Dopo undici anni Geppi Cucciari lascia “Un Giorno da Pecora”. La conduttrice non tornerà a settembre ai microfoni della trasmissione di Rai Radio 1 e ha salutato il programma con un lungo post pubblicato su Instagram. Alla base della separazione ragioni editoriali legate alla necessità di avere una presenza stabile per l’intera stagione.
“A settembre dopo 11 anni non tornerò ai microfoni di Un Giorno da Pecora come avrei desiderato. Gli impegni di lavoro degli ultimi tre anni non mi hanno permesso di coprire tutta la stagione radiofonica, ma fino all’ultima edizione mi è sempre stato concesso di andare in diretta dalla sede Rai di Milano per metà della stagione”, ha spiegato la comica sarda.
Una soluzione che le aveva consentito di conciliare la radio con gli altri impegni televisivi, a partire da “Splendida Cornice”. Quest’anno, però, le condizioni sono cambiate: “Quest’anno nonostante la mia rinnovata disponibilità, questa soluzione, che mi consentiva di conciliare Un Giorno da Pecora con Splendida Cornice e gli altri impegni, non è stata ritenuta praticabile per ragioni editoriali”.
La scelta, dunque, sarebbe quella di puntare su una presenza continuativa: “È stato deciso di avere qualcuno disponibile tutto l’anno”. La Cucciari non ha nascosto il dispiacere per la fine di un’esperienza durata oltre un decennio e ha dedicato buona parte del messaggio alle persone con cui ha condiviso il programma: “Mi dispiace, mi mancherà tantissimo la radio, mi mancherà Giorgio Lauro, che è stato sempre molto più di un collega e col quale negli anni abbiamo costruito un legame davvero speciale”. La comica ha poi ricordato anche Rachele Brancatisano e l’intera redazione: “Siamo cresciuti davvero tutti insieme, tra riunioni, discussioni, caffè e panini in piedi.
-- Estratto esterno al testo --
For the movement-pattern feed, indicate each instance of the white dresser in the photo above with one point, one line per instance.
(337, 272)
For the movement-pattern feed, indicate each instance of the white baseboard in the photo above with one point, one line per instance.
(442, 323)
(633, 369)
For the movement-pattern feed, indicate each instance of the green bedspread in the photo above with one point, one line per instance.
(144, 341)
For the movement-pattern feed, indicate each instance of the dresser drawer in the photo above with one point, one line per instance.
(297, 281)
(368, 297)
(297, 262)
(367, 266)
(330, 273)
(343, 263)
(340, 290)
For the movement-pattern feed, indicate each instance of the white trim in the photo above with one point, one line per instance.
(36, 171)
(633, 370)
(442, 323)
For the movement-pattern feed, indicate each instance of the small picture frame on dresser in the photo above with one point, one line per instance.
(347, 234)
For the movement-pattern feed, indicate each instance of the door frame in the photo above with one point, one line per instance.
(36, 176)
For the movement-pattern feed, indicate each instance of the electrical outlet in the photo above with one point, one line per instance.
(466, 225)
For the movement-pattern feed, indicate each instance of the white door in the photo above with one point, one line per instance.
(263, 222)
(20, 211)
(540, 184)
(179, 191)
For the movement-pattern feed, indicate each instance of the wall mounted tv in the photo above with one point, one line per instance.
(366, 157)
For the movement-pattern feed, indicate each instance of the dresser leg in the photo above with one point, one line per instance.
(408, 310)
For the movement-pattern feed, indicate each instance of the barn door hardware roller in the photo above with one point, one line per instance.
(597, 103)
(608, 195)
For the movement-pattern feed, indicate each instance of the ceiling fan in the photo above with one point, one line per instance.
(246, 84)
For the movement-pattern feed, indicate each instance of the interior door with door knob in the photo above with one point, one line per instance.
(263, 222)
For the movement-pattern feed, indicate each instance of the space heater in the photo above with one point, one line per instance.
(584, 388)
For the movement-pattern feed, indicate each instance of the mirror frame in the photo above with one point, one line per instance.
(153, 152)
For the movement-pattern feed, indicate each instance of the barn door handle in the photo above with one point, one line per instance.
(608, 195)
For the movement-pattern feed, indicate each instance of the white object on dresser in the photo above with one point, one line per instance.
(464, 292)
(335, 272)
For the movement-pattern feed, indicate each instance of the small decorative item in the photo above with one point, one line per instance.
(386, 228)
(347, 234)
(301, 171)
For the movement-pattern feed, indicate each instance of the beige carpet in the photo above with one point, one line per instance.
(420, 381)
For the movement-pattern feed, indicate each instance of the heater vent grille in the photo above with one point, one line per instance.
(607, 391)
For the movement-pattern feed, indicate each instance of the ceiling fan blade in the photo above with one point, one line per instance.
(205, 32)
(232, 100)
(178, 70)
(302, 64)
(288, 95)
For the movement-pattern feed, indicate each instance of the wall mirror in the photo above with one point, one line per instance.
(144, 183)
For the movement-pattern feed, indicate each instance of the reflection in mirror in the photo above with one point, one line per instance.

Era bello condividere tutto questo mondo con voi”.
In undici anni sono state circa duemila le puntate condivise con ospiti e ascoltatori. Ed è proprio a loro che Cucciari ha dedicato l’ultimo saluto: “Avete scandito i miei anni, le mie giornate, i miei pranzi. E grazie a tutti gli ospiti che abbiamo avuto in queste circa 2000 puntate, incontri a volte sorprendenti, altre sconcertanti, sempre illuminanti”. Quindi il congedo, senza chiudere definitivamente la porta alla radio: “E mi mancherà il rapporto unico con gli ascoltatori di questo programma, un pubblico dedicato, attento, severo e dai grandi slanci. Ci ritroveremo, ne sono sicura”.